This week on the 322nd episode of Absolute AppSec, Ken Johnson (@cktricky) and Seth Law (@sethlaw) examine critical vulnerabilities, changing security standards, and adaptive defense mechanisms. The core analytical segment of this episode surrounds the Megalodon breach, a campaign that has compromised over 5,000 GitHub repositories. As a way of countering these types of automated supply chain threats, Seth and Ken then praise NPM’s newly released staged package publishing pipelines, which mandate two-factor authentication from human maintainers before releasing packages pushed by automated CI/CD workflows. Finally, Seth and Ken review the emergence of AI-powered honeypots. To find this episode, go to https://www.youtube.com/@AbsoluteAppSec/streams, or find us wherever you get your podcasts.

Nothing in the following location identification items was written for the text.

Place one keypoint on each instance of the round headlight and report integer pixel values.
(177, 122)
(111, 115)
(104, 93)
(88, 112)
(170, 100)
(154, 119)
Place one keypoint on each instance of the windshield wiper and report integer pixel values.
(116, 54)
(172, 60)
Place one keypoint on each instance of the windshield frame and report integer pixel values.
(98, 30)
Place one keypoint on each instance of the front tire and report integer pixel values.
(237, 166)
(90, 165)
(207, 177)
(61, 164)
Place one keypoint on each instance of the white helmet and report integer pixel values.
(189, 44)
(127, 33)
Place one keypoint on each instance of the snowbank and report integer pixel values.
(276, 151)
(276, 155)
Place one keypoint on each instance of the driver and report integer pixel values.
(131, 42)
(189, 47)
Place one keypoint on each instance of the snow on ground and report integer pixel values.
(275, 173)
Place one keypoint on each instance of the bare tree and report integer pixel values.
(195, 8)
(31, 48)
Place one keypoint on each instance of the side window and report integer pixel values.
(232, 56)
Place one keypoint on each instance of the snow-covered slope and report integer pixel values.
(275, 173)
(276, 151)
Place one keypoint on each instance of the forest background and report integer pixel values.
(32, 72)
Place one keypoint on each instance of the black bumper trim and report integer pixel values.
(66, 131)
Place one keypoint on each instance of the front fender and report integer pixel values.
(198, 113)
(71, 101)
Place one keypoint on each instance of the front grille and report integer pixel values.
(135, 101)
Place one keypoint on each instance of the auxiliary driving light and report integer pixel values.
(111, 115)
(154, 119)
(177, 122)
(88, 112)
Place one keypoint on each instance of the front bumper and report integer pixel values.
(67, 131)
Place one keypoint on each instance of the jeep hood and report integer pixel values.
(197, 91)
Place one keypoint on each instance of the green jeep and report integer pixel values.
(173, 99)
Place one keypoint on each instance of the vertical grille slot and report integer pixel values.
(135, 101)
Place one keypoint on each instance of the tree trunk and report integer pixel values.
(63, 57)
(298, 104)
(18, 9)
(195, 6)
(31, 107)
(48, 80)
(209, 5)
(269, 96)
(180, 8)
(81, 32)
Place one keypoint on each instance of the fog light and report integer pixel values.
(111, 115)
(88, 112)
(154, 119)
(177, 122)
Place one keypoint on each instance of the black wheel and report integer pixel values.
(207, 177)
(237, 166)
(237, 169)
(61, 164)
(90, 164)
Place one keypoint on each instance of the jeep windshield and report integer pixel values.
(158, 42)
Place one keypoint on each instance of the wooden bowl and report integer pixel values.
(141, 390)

“The new kind of world that we’re moving into more and more needs to be autonomous and […] auto-protected, auto-defended. That’s just kind of becoming table stakes for the new world that we’re […] living in where this stuff just […] happens so frequently.”
The high-profile Megalodon breach is classified as a direct poisoned-pipeline execution attack. Thread actors did not exploit a novel zero-day vulnerability inherent to the GitHub platform itself, despite sensationalized media reports suggesting otherwise. Instead, malicious actors harvested legitimate developer credentials using widespread infostealer malware. They used these stolen credentials to push base64-encoded malicious payloads directly into GitHub Actions YAML files. When the continuous integration and CI/CD pipelines executed these poisoned files, the automated environment exfiltrated sensitive repository tokens and SSH keys. Seth and Ken’s take was that a major weakness facilitating this widespread compromise was a lack of basic repository governance, noting that strict pull-request flows combined with robust branch protection rules would have vastly minimized the attack’s viability by preventing direct commits to default branches.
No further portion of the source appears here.